O Gerenciamento de Serviços de TI
está criado em torno da entrega de níveis de serviços estabelecidos aos
usuários finais, e para isto é necessário ter uma área com o foco de:
- Dar suporte aos usuários à medida que eles requerem
ajuda para o uso dos serviços de TI.
- Monitorar o cumprimento dos níveis de serviços
estabelecidos nos ANSs. O Gerenciamento do Nível de Serviços é um
habilitador de negócio primordial para esta função.

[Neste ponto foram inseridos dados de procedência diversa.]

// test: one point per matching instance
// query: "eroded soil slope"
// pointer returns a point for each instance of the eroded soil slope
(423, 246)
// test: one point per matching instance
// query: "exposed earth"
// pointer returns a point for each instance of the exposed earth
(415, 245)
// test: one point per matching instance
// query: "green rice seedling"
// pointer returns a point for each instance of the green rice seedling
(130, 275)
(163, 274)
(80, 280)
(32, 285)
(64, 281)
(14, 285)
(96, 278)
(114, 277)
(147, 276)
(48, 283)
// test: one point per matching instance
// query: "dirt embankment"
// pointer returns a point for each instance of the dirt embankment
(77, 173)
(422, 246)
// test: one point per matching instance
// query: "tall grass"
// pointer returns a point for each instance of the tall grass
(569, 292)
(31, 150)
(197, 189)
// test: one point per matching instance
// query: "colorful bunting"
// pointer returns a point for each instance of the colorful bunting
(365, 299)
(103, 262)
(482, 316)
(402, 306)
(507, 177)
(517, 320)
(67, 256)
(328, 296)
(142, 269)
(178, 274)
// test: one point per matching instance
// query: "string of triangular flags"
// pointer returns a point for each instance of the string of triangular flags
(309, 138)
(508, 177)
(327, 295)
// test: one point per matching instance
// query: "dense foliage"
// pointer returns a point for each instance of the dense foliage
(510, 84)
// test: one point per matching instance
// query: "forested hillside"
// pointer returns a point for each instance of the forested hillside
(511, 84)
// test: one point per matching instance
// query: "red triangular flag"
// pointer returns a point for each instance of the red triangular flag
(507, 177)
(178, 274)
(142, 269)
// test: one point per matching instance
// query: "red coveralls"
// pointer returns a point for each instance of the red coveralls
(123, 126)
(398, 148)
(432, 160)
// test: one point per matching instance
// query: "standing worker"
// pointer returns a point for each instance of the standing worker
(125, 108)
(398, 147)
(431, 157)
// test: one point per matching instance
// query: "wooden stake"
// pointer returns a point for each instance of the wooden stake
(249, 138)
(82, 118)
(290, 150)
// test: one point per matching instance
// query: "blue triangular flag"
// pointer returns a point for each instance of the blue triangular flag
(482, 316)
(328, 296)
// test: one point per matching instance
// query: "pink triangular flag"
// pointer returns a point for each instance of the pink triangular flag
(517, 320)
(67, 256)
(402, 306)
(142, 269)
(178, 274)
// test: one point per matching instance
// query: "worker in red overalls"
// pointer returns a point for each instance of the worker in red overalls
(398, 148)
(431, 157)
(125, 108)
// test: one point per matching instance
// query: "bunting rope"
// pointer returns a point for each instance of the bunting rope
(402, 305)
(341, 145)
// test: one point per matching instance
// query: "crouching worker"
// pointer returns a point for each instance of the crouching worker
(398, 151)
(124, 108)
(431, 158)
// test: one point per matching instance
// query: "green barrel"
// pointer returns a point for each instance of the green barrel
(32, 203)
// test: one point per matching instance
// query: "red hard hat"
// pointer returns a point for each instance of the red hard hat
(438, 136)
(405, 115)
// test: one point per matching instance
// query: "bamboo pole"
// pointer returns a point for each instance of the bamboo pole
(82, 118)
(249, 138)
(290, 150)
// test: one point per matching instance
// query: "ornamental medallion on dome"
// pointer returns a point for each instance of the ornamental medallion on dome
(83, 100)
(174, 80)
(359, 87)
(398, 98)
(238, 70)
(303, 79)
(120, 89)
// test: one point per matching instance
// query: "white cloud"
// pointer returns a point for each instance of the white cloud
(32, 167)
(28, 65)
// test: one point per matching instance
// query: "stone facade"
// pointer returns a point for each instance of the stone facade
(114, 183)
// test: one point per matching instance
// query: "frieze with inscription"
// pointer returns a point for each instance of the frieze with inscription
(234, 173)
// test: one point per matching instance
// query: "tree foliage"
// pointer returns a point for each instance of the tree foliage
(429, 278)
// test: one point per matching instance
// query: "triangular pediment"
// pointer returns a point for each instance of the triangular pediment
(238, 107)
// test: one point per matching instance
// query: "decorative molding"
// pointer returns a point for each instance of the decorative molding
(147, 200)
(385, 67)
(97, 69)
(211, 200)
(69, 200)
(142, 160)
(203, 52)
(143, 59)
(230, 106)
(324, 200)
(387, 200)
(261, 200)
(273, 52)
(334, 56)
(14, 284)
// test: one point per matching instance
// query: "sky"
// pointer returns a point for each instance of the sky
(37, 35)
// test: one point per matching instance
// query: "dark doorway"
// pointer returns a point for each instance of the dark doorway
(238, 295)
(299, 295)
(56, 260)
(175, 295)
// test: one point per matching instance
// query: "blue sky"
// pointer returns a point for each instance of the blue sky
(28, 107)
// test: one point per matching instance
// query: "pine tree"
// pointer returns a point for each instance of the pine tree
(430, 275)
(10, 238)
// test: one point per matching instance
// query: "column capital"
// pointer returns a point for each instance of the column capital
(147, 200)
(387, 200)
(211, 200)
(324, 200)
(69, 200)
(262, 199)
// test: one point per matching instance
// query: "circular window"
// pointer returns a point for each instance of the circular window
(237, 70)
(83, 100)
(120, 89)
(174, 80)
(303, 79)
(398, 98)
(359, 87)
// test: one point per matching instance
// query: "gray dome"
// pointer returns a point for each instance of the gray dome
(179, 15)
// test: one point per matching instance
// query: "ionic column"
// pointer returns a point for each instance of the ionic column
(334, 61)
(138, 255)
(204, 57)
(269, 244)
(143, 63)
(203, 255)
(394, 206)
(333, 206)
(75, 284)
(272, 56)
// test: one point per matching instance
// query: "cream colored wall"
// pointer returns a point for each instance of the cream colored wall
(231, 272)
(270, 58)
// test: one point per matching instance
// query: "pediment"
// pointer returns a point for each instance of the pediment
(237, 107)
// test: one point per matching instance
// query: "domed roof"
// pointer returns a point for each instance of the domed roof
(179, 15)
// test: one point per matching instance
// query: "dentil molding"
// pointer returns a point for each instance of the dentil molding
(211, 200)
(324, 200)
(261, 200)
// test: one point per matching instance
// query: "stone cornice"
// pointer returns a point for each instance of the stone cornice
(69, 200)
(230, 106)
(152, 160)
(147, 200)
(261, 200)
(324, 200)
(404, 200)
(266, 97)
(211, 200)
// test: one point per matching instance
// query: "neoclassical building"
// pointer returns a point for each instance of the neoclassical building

A Central de Serviços tem várias
responsabilidades primárias. São elas:
- Receber e gravar TODAS as chamadas dos usuários
- Gravar e acompanhar incidentes e reclamações
- Prover uma avaliação inicial dos incidentes
- Monitorar/escalar incidentes por ANS
- Comunicar mudanças planejadas nos níveis de serviço
- Encerrar os incidentes com confirmação
- Manter os usuários informados sobre o progresso de
suas requisições
- Produzir relatórios de gerenciamento
- Coordenar os grupos de suporte de 2º e 3º níveis
- Prover informações gerenciais
- Identificar necessidades de treinamento dos usuários
- Contribuir na identificação de problemas
Controle de Incidentes
A Central de Serviços é
responsável por registrar todos os incidentes e controlá-los. A Central de
Serviços pode usar diferentes origens para registrar os incidentes:
- Telefone
- E-mail
- Internet
- Fax
- Visita pessoal
A Central de Serviços não está envolvida apenas com o
Gerenciamento de Incidentes. Atividades de outros processos podem ser
executadas também nesta função.
A equipe de suporte que fará
parte da Central de Serviços deverá ter algumas qualificações mínimas, como:
- Habilidades interpessoais - ser...
- Paciente
- Comunicativo
- Amigo
- Entusiasmado
- Assertivo
- Empático
- Honesto
- Entendimento dos serviços utilizados pelo negócio
- Conhecimento técnico necessário para fornecer o
suporte
Quanto ao conhecimento técnico
podemos ter 3 tipos de qualificação. A decisão pela escolha do nível dependerá
do tipo de suporte e dos clientes que serão atendidos:
- Skilled (hábil) – qualificado tecnicamente
- Unskilled – pouco conhecimento técnico
- Expert (perito) – especialista
Se o usuário que liga para a Central
de Serviços é um usuário mais experiente com necessidade de resolver questões
mais complexas, pode ser mais adequado utilizar uma equipe de atendentes
skilled ou experts.
Central de Atendimento (Call Center)
Voltada para grandes volumes de
chamadas e transações por telefone. Neste caso esta Central não atua sobre as
transações, e as encaminha para a área devida dentro da organização.
Central de Suporte (Help Desk)
O principal objetivo é que
nenhuma requisição seja perdida ou não atendida mesmo depois de cadastrada. Tem
também como função resolver e coordenar incidentes, propiciando a interface (ou
comunicação) com o Gerenciamento da Configuração.
Central de Serviços (Service Desk)
A característica principal é a
abrangência dos serviços, pois o processo de negócio neste caso está integrado,
não só resolvendo incidentes, mas também problemas e dúvidas e fazendo
interface com as requisições de mudanças.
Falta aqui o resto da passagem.